Let It Be (Super Deluxe)
Apple Corps Ltd./Universal Music
The history of Let It Be is a long and somewhat complicated story. Paul McCartney proposed that The Beatles return to their roots and become a strong four-piece unit once again and perform live. If not a tour, at least a one-off show. The intent was to film and record the rehearsals for the show, and release a documentary and a live album which would feature all new Beatle songs. It was, in many ways, a revolutionary concept. Much like Dylan going country, The Beatles felt it was time to drop the studio manipulation and get back to the basics. In fact, the new project was to be called Get Back, and it was preceded by the self-titled single released in April 1969 (credited as The Beatles with Billy Preston) with an album to follow. That album followed a year later and with a new title, Let It Be.
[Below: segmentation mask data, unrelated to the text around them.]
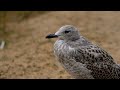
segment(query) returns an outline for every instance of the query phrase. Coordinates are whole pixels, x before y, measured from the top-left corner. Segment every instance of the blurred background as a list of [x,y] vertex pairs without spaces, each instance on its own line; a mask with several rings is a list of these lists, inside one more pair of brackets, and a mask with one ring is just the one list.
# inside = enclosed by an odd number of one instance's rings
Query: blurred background
[[119,11],[0,11],[0,78],[72,79],[45,39],[67,24],[120,63]]

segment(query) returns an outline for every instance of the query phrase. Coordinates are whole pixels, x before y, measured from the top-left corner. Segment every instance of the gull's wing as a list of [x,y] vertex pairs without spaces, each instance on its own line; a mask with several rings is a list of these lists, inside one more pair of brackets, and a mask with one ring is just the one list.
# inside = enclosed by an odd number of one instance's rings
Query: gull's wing
[[117,64],[120,67],[120,64]]
[[120,67],[102,48],[95,45],[76,47],[70,51],[71,57],[86,65],[96,79],[119,79]]
[[120,67],[117,64],[96,63],[87,64],[87,69],[91,70],[91,75],[95,79],[120,79]]

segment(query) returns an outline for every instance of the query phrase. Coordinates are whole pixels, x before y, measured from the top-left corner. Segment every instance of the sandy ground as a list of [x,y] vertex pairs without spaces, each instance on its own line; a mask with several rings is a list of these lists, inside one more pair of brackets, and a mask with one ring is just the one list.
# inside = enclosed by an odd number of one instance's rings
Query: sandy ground
[[20,22],[7,23],[9,35],[0,50],[0,78],[72,79],[55,59],[56,39],[45,36],[72,24],[81,34],[109,52],[120,63],[120,12],[48,12]]

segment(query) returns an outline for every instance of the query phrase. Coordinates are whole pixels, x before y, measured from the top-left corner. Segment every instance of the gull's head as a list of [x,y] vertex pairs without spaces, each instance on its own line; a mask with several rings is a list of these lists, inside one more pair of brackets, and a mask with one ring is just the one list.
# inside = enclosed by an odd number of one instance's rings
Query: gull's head
[[62,26],[55,34],[50,34],[46,38],[58,38],[60,40],[77,40],[80,38],[78,29],[73,25]]

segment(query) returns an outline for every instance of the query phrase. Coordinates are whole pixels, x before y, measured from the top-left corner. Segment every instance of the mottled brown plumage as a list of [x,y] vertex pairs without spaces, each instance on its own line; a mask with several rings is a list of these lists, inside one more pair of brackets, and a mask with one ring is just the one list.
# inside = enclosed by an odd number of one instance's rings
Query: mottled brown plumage
[[[54,35],[53,35],[54,36]],[[120,79],[120,65],[102,48],[81,36],[72,25],[61,27],[54,37],[54,53],[76,79]]]

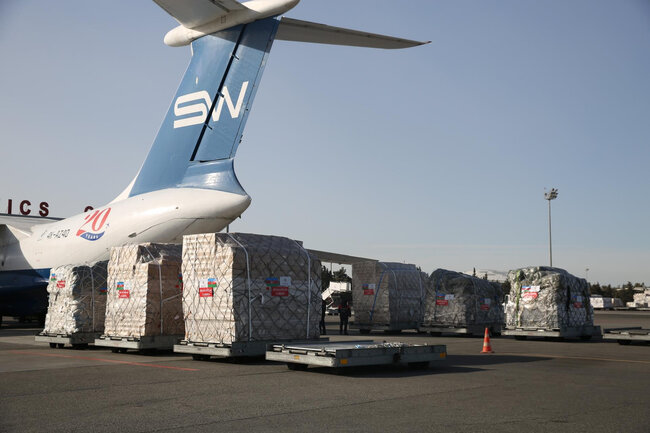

During the year, the tapes recorded by The Beatles were assembled and prepared as an album twice, one by George Martin and later by Glyn John. Both versions were ultimately rejected by The Beatles, although the Johns version came very close to being released. It is, in fact, included in its entirety in this box set. The tapes sat on a shelf while The Beatles went on to record Abbey Road. Finally Phil Spector was given the tapes and he reproduced the material for release in what became Let It Be. Ever since the album was released, fans have been divided over the album. I think it contains some of their finest material, while others see it as their weakest album. Certainly as their last album, it was not what fans expected or hoped as a final album. Especially following Abbey Road (which was recorded after Let It Be, but released before it), which was and is held in such high regard.
This box set goes deep into the material recorded in the studio, from which much of Let It Be is composed, albeit in very altered form. Phil Spector rejected the idea of The Beatles going back to their roots and created a wall of sound. Giles Martin has remixed and remastered the Spector version and he has done a fine job. Voices and the original instruments are brought forward and much of Spector’s orchestras and choirs are reduced in Martin’s mix. This is clearly evident in “The Long And Winding Road”, which McCartney disliked. Here, McCartney’s voice and piano are brought forward and the song sounds majestic. “Across The Universe” benefits from Martin’s remix as Lennon’s voice sounds clear as does the guitar. “I Me Mine” is also salvaged and has never sounded so bright and powerful. From the opening guitar of “Two Of Us”, these songs have never sounded so good.
Also included in the box set are outtakes, rehearsals, jams, and previously unreleased songs, such as “The Walk”. The jams and rehearsals are fun and informative as well. For example, it is a treat hearing Harrison sing “Wake Up Little Susie” as he goes into take 11 of “I Me Mine”. An early version of “Dig It” (here titled “Can You Dig It?”) sounds fantastic to hear and discovering “The Walk” is almost worth the price of admission alone. The “Oh Darling” jam is breathtaking, while Ringo Starr gets to showcase a song he is working on (“Octopus’s Garden”), with George offering some assistance.
As noted, Glyn Johns’ original mix is found here in the set. His version of Let It Be was more faithful to the original idea, of The Beatles stripped down. “Don’t Let Me Down” has never sounded more earnest and the jam sessions edited together here work perfectly. Clearly, although they were breaking up, The Beatles were still having some fun, just listen to “Maggie Mae”.
Disc five is a short EP featuring songs that did not seem to fit elsewhere, such as Martin’s remixes of the single versions of “Don’t Let me Down” and “Let It Be”, plus two previously unreleased Johns remixes of “Across The Universe” and “I Me Mine”, which must be heard to be believed. There is a Blu-ray disc of Let It Be mixed in 5.1, and it sounds glorious.
Add to the music a beautiful package, including an informative hardcover book, with previously unseen photos and you have an incredible box set. I remember getting the original box set in 1970 with a book as well. This book is much better and does not fall apart as soon as you open it.
The Beatles and company have done it once again. This set is as good as any of the previous box sets and perhaps the best way to end the series. Some may be upset that the rooftop concert is not included, and some may be even questioning other absences, but forget what’s not there and enjoy what is available to enjoy. There is a lot in this set and well worth the time and effort in listening. Perhaps this allows a rethink of Let It Be, and it can be enjoyed as the classic it is.